Even though Kraft Foods is running 1,800 magazine ads this year and Clairol's magazine ad spending is up 60% in the last two years, and even though we were told that magazines "solidify" the brand image, panelists conceded there was "resistance to print within the brand teams" as well as on the agency side. The Clairol representative said the company was forced to develop magazine ads in-house (the ads focus on the package), and the company had to drop one print campaign because the agency couldn't come up with acceptable creative. The panelists' common plea: Help us prove your worth to our management, even though our magazine ads have been successful.

Never mind that it's really the job of advertisers to assess for themselves the effectiveness of each medium, based on its own individual marketing plan, just as it is the company's task to determine the value received from its ad agency. And never mind that the industry has churned out reams of studies purporting to show that advertising works.

The sad fact is that companies have very short institutional memories.

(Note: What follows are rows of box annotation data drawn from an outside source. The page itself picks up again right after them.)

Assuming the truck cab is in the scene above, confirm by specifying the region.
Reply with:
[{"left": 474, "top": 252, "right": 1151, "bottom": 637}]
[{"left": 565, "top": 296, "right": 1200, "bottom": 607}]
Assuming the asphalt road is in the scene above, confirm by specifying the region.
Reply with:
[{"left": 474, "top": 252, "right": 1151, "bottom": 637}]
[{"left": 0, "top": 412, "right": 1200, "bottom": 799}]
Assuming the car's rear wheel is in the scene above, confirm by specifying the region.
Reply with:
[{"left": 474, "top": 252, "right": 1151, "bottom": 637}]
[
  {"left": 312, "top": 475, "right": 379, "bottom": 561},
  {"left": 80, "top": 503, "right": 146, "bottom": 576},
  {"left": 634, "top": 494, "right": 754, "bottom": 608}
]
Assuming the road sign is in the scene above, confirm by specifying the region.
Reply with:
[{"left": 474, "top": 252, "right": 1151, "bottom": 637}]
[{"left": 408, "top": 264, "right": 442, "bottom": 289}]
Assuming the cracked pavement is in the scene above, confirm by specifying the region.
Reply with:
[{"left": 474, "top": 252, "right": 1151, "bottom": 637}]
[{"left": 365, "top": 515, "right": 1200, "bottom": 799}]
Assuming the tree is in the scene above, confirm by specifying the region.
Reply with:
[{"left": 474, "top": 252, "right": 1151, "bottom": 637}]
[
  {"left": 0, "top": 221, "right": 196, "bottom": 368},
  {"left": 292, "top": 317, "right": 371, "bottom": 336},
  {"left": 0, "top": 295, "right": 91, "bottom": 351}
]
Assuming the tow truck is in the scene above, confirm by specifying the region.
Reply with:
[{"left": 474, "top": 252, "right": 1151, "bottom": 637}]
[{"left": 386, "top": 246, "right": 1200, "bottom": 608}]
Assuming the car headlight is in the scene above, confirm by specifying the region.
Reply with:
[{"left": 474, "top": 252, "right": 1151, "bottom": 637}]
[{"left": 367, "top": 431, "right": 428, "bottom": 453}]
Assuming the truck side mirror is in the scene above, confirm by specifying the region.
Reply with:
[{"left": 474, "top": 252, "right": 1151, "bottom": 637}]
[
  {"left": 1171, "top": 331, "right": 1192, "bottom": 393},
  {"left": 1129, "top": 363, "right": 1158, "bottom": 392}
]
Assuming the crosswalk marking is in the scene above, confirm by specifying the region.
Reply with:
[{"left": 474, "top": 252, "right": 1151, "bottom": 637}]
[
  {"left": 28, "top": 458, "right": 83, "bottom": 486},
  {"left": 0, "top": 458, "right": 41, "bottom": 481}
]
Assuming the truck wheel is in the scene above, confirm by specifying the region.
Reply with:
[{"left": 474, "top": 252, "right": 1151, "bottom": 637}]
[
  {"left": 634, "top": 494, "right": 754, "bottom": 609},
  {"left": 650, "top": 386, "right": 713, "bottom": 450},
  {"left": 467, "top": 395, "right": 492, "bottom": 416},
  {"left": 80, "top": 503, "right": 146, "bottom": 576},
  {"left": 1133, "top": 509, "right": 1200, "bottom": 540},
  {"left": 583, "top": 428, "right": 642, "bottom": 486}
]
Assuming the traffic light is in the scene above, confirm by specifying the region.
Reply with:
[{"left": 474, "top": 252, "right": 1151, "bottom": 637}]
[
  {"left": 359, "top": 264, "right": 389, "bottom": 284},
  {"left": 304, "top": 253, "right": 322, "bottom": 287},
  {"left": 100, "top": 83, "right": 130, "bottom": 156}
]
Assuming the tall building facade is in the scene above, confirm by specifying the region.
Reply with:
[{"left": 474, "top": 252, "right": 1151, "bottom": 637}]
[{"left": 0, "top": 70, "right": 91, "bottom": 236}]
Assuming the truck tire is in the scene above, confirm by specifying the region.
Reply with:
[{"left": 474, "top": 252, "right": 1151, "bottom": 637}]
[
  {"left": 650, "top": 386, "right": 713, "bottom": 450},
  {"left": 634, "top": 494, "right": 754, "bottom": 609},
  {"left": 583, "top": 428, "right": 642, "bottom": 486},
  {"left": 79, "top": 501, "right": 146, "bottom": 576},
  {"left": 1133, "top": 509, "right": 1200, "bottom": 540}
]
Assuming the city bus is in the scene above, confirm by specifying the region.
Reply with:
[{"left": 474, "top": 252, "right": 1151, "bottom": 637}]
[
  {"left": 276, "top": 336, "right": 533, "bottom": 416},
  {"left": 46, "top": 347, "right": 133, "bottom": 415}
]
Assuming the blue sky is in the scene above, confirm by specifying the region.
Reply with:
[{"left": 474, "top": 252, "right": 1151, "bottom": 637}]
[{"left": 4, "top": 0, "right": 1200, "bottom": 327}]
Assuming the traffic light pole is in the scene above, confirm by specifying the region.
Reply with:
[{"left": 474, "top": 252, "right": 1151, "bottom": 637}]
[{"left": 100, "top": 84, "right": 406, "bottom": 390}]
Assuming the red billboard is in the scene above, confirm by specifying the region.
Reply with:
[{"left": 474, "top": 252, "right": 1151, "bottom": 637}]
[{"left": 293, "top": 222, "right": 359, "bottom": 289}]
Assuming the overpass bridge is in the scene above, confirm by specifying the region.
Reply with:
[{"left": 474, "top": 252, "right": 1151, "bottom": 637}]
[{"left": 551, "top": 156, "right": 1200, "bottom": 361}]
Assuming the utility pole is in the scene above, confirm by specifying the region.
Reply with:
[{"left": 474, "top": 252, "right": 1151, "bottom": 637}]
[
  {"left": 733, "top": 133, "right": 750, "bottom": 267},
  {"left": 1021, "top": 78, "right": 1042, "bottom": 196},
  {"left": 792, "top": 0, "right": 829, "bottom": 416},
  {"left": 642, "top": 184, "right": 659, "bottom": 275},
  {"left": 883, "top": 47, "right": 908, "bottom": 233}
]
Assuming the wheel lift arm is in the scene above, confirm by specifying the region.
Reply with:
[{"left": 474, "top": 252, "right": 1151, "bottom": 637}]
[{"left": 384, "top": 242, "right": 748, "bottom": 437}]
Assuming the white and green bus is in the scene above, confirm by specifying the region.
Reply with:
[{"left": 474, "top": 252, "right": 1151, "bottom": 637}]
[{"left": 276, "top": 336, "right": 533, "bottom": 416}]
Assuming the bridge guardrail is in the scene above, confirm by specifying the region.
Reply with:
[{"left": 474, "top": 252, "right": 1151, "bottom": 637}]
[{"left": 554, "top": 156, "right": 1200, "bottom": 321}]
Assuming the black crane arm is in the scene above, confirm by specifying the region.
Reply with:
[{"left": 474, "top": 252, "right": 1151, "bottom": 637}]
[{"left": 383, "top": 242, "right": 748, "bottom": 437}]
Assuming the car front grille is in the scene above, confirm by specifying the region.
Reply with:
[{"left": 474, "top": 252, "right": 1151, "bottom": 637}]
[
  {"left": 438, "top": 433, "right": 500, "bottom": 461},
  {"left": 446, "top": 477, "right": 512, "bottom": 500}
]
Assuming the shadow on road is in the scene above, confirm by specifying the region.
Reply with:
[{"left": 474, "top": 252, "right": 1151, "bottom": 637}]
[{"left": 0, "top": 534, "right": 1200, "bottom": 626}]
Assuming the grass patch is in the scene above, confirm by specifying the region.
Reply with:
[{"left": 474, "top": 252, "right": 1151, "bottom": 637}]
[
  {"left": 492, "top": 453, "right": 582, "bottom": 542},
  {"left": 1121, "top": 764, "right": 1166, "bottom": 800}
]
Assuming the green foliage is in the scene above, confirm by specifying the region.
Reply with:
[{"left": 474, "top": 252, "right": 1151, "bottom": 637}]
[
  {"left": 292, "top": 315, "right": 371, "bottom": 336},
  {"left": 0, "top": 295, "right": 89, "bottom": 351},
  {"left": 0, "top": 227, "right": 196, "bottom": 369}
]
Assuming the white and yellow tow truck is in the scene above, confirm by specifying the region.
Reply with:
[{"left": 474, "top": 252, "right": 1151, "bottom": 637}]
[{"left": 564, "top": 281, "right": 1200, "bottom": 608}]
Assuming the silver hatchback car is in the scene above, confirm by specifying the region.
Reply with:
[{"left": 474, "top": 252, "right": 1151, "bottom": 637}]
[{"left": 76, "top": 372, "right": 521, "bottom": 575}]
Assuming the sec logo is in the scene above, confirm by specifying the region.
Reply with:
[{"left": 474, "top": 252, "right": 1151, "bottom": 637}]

The hardest part of business is keeping in mind what made your company successful in the first place.

It doesn't help that marketing people have turned into the equivalent of free agents, selling their services to the highest bidder. It's very difficult to remain a rabid sports fan these days because of the same kind of free agency, and it will become increasingly difficult to maintain consumer loyalty for the same reasons. After all, the same people who are sports fans also are consumers, and what they want in both roles is continuity. They are not getting it when they root for their favorite team or buy their favorite brand.

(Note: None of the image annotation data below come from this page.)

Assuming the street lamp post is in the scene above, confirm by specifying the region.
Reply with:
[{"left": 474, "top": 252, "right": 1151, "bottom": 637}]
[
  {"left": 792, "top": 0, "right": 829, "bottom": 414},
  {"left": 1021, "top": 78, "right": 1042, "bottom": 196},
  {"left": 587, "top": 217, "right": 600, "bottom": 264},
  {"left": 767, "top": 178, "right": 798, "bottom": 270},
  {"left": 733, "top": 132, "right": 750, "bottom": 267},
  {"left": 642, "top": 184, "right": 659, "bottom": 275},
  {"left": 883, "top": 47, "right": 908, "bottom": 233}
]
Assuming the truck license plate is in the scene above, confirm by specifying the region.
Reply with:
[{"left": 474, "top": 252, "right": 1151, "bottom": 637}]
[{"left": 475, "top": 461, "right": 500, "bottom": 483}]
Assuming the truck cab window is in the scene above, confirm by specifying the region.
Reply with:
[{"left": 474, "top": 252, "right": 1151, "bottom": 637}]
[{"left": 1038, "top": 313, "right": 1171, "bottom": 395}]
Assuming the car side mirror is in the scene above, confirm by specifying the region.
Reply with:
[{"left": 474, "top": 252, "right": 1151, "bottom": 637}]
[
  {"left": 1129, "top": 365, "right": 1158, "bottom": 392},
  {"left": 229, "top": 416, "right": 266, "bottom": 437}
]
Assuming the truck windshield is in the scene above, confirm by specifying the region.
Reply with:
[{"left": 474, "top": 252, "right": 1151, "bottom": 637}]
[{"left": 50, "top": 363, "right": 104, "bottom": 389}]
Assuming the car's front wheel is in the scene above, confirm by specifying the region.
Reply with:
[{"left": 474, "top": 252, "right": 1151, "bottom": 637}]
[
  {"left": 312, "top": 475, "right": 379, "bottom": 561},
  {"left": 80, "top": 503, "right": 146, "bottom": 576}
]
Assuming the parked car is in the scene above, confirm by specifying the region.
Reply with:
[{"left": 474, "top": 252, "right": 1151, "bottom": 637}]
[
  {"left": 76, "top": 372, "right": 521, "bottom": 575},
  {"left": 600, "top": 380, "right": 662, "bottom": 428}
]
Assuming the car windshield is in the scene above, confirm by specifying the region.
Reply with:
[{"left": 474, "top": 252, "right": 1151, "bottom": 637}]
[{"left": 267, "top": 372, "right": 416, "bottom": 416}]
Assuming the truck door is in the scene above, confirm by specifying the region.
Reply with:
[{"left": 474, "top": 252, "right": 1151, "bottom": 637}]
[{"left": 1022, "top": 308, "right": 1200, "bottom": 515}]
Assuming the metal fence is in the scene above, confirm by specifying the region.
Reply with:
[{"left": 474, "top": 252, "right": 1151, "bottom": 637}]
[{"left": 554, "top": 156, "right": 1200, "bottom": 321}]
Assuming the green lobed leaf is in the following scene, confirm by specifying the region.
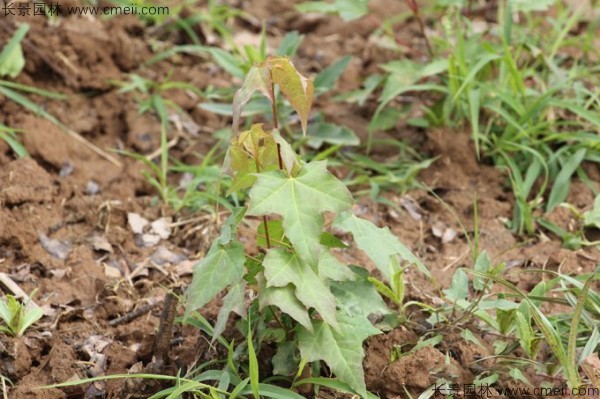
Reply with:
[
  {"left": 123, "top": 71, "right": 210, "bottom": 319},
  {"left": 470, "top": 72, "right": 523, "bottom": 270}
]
[
  {"left": 248, "top": 161, "right": 353, "bottom": 264},
  {"left": 333, "top": 212, "right": 431, "bottom": 281},
  {"left": 186, "top": 241, "right": 245, "bottom": 314},
  {"left": 263, "top": 252, "right": 338, "bottom": 328},
  {"left": 0, "top": 24, "right": 29, "bottom": 78},
  {"left": 256, "top": 219, "right": 290, "bottom": 248},
  {"left": 272, "top": 342, "right": 300, "bottom": 376},
  {"left": 318, "top": 252, "right": 356, "bottom": 281},
  {"left": 265, "top": 57, "right": 315, "bottom": 136},
  {"left": 298, "top": 312, "right": 380, "bottom": 397},
  {"left": 258, "top": 284, "right": 312, "bottom": 331},
  {"left": 331, "top": 279, "right": 390, "bottom": 317},
  {"left": 17, "top": 306, "right": 44, "bottom": 336},
  {"left": 444, "top": 269, "right": 469, "bottom": 302}
]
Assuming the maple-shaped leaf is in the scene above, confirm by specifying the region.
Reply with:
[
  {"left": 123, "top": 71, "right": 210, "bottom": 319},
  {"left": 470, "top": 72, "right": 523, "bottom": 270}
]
[
  {"left": 186, "top": 241, "right": 246, "bottom": 314},
  {"left": 298, "top": 312, "right": 380, "bottom": 398},
  {"left": 265, "top": 57, "right": 315, "bottom": 136},
  {"left": 318, "top": 250, "right": 356, "bottom": 281},
  {"left": 224, "top": 123, "right": 279, "bottom": 194},
  {"left": 263, "top": 248, "right": 337, "bottom": 328},
  {"left": 333, "top": 212, "right": 431, "bottom": 281},
  {"left": 247, "top": 161, "right": 353, "bottom": 264},
  {"left": 258, "top": 284, "right": 312, "bottom": 331},
  {"left": 233, "top": 65, "right": 274, "bottom": 135}
]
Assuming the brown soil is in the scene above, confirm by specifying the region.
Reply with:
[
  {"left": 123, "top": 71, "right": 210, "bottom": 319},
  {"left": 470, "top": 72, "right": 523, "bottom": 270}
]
[{"left": 0, "top": 0, "right": 600, "bottom": 399}]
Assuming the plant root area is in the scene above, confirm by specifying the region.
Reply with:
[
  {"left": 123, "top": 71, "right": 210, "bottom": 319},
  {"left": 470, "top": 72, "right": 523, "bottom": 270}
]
[{"left": 0, "top": 0, "right": 600, "bottom": 399}]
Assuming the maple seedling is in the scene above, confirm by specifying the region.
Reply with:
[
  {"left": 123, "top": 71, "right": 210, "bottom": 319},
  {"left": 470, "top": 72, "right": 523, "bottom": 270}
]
[
  {"left": 186, "top": 54, "right": 429, "bottom": 397},
  {"left": 0, "top": 295, "right": 44, "bottom": 337}
]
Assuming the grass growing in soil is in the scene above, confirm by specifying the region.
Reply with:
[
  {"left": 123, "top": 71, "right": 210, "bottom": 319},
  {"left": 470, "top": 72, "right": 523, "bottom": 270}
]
[{"left": 0, "top": 0, "right": 600, "bottom": 399}]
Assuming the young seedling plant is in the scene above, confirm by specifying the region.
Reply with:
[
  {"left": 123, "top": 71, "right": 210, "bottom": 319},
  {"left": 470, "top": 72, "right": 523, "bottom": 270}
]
[
  {"left": 0, "top": 295, "right": 44, "bottom": 337},
  {"left": 187, "top": 57, "right": 429, "bottom": 397}
]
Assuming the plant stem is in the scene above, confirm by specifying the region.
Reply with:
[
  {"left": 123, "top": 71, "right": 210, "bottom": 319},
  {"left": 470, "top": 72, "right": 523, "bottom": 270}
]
[
  {"left": 269, "top": 69, "right": 283, "bottom": 170},
  {"left": 406, "top": 0, "right": 433, "bottom": 58},
  {"left": 415, "top": 11, "right": 433, "bottom": 58},
  {"left": 263, "top": 215, "right": 271, "bottom": 249},
  {"left": 254, "top": 155, "right": 271, "bottom": 249}
]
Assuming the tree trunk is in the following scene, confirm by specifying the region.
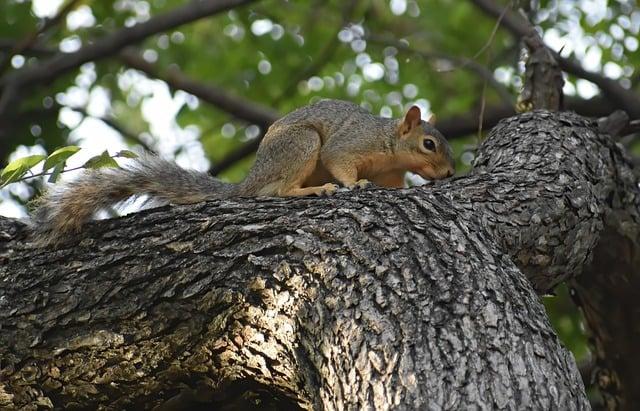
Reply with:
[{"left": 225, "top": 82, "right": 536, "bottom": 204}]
[{"left": 0, "top": 112, "right": 638, "bottom": 410}]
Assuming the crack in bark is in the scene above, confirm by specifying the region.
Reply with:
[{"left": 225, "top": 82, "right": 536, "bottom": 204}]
[{"left": 0, "top": 112, "right": 639, "bottom": 409}]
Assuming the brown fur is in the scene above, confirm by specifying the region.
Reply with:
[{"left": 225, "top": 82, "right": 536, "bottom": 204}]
[{"left": 33, "top": 100, "right": 454, "bottom": 243}]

Another problem is that top management either doesn't want to or is afraid to get involved in marketing decisions. In their book, "Marketing Myths That Are Killing Business," authors Kevin Clancy and Robert Shulman flatly state: "Most chief executive officers know little about marketing, and much of what they know is wrong."

So is it any wonder that advertising efficiency is one of the major culprits holding back our economy? While corporate productivity in almost all other sectors is surging, advertising productivity lags way behind.

If we can't even agree that advertising works, how can we even begin to address some of the more subtle issues that impinge on greater effectiveness, like whether the editorial environment affects how an ad is perceived. I'd like to explore whether a TV commercial actually is less effective on a top-rated TV show because viewers are more anxious to get back to the program. And whether a print ad in a hip publication makes the ad hipper, too.